Now, for a bit of a history lesson: the heart shape goes back thousands of years, but for most of that time it has just been another shape…often associated with plant leaves, which often have a similar shape. This is where the idea that it’s related to silphium comes from. But the association of physical hearts and heart symbols goes back only to the late middle ages, and starts with anatomical depictions in medical illustrations before coming to symbolize love as well due to the late Medieval/Renaissance association of the heart with love. There’s no real evidence that this modern use of the symbol had anything to do with the long-extinct silphium plant.

Anonymous 0 Comments

The correct answer is one of those above mine.

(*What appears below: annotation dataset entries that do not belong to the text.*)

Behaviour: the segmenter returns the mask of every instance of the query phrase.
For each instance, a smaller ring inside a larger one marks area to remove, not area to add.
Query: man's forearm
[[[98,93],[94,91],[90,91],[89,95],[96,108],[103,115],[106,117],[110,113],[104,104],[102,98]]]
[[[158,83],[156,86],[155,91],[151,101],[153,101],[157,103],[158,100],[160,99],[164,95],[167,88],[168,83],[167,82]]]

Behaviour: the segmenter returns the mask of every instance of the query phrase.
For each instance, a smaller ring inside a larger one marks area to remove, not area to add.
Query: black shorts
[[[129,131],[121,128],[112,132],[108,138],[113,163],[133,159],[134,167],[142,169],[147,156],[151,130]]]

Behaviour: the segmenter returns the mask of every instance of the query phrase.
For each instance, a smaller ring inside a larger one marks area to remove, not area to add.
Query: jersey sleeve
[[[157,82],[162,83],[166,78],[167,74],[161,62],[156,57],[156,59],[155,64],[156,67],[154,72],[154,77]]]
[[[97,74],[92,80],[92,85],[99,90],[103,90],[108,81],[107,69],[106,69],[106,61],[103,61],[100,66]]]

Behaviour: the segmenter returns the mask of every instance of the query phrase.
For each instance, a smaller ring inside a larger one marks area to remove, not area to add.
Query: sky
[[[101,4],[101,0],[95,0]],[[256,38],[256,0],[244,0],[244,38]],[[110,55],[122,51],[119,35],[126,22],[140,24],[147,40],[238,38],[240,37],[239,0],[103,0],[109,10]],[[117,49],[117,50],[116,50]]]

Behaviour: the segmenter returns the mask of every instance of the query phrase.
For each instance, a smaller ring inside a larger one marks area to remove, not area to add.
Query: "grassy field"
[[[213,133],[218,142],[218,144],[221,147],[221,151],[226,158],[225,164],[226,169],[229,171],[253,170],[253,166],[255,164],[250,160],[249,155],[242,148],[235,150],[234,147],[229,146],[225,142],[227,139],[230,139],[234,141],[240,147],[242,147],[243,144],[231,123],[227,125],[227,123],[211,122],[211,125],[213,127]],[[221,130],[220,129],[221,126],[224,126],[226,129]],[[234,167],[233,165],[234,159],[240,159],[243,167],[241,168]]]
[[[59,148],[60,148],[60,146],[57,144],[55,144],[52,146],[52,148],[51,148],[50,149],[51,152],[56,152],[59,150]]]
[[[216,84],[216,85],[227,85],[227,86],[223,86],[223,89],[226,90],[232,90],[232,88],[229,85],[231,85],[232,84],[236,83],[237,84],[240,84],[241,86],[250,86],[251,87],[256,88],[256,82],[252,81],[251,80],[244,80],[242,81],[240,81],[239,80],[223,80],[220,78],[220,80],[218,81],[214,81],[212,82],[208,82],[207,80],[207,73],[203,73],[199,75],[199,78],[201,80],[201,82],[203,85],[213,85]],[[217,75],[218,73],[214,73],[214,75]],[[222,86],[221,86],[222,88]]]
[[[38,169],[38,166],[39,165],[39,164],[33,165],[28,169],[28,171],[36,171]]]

Let me add a fun fact: When viewed from the tip via ultrasound, one of the views seems like the heart symbol. [4 chamber view](https://www.renalfellow.org/wp-content/uploads/2019/09/ezgif.com-optimize.gif)

Consider that you are seeing it upside down as we place the transducer below the heart watching upwards.

Anonymous 0 Comments

Think of the shape of a woman bent over when looking at her from behind at butt level. Its uncanily similar.